The Lighthouse organization is no longer associated with the facility following a dust-up with the owner of the property and is now looking for another location.
"We would like to find another place where we could start another shelter that would cater to families," Locke said. "We want to be able to catch these people while they still have resources and help them so they can get up and going again."
They have located a facility at the old Nazerene Church in Victor that could be remodeled to house up to 70 people comfortably. Locke said the estimated cost of the project could near $600,000.
"We need to find a place that is close to Hamilton and we need to find some money," he said. "I need all the help I can get."
Locke's number is 239-8833.
At the end of the two-hour meeting, Hoffman stood to say that something remarkable had just happened there. Fifty people had given up Friday night to learn more about hunger and poverty in their community.
"The only time I see 50 people gather together at a meeting is to yell at the commissioners," Hoffman said. "It's a pretty huge thing that you all gathered here tonight because you are interested in homelessness and hunger in the Bitterroot Valley. I'm so proud of all of you to show up here and listen."

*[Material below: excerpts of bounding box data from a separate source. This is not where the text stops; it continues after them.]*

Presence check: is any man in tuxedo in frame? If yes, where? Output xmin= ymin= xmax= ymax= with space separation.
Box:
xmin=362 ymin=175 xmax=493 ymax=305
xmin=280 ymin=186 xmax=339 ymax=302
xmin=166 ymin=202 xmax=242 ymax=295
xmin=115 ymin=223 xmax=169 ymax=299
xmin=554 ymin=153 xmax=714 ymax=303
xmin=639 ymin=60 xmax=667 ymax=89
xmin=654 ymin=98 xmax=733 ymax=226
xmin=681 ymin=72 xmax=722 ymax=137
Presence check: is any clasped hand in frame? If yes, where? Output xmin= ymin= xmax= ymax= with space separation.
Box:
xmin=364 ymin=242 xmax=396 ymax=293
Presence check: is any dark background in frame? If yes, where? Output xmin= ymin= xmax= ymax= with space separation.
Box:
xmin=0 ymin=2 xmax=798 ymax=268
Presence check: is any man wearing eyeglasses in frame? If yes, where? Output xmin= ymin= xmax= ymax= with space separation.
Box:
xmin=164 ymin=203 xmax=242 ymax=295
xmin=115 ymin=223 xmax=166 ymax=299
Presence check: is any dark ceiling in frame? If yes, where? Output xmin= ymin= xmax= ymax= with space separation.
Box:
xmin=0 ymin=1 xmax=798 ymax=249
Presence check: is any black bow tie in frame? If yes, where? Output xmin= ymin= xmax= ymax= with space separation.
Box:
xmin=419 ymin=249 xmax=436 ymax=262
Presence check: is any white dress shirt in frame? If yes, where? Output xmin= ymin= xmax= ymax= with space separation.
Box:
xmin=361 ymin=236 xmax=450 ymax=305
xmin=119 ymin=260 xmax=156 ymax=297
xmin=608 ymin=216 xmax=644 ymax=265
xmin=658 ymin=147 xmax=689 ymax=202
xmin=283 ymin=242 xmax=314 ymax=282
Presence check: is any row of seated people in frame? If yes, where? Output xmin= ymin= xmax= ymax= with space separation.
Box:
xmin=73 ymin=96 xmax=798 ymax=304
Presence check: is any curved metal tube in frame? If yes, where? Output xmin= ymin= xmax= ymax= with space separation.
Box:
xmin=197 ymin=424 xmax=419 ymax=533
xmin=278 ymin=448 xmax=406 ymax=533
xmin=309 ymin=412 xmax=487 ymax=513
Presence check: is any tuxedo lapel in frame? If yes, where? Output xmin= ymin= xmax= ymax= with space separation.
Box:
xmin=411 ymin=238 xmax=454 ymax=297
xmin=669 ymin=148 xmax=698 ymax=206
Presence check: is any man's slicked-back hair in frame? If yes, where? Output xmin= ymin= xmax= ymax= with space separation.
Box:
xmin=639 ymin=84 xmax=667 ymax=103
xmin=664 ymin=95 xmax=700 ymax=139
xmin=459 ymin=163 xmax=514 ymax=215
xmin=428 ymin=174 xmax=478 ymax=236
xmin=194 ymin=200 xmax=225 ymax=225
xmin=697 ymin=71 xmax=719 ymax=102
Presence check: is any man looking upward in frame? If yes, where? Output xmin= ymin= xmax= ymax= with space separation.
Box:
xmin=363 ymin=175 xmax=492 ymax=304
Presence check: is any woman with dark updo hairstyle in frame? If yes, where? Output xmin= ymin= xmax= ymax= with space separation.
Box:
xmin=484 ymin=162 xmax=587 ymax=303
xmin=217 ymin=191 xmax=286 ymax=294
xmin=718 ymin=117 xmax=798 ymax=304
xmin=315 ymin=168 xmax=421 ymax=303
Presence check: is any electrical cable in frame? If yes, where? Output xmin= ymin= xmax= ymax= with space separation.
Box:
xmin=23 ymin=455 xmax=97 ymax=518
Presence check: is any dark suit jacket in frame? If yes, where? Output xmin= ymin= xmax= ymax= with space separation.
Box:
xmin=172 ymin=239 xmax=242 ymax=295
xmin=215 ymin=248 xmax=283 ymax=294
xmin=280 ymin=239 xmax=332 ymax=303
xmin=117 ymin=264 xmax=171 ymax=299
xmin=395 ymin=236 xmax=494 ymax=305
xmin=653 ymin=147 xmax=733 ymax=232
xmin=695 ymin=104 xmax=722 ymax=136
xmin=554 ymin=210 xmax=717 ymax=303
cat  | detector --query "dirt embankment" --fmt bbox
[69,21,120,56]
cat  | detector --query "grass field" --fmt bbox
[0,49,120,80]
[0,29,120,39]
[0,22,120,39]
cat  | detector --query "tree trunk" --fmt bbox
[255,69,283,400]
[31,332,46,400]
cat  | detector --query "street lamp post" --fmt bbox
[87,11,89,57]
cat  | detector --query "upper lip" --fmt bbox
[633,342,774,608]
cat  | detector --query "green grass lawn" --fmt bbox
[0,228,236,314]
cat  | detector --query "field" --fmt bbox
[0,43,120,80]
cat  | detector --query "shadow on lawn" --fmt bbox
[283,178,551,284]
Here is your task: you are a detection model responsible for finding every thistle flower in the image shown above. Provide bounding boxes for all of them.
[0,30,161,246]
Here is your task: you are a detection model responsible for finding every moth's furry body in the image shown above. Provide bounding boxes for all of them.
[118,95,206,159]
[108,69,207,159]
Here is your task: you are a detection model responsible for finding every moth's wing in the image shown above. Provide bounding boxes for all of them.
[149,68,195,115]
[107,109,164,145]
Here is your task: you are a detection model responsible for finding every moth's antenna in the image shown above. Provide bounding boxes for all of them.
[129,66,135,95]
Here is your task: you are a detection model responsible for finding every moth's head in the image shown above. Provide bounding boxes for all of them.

Pittack said it's been good for his heart and soul to be involved in this issue of addressing hunger in the community.
It's not only the well-off that are reaching out to those in need.
"We have clients who are coming in and giving us something," Pittack said. "They might be driving a car that is just barely getting around. Their clothes might not be so nice, but they tell us that they want to help someone who is worse off than they are."
"They want to help others too," he said. "The people in this community have just responded in such a remarkable way."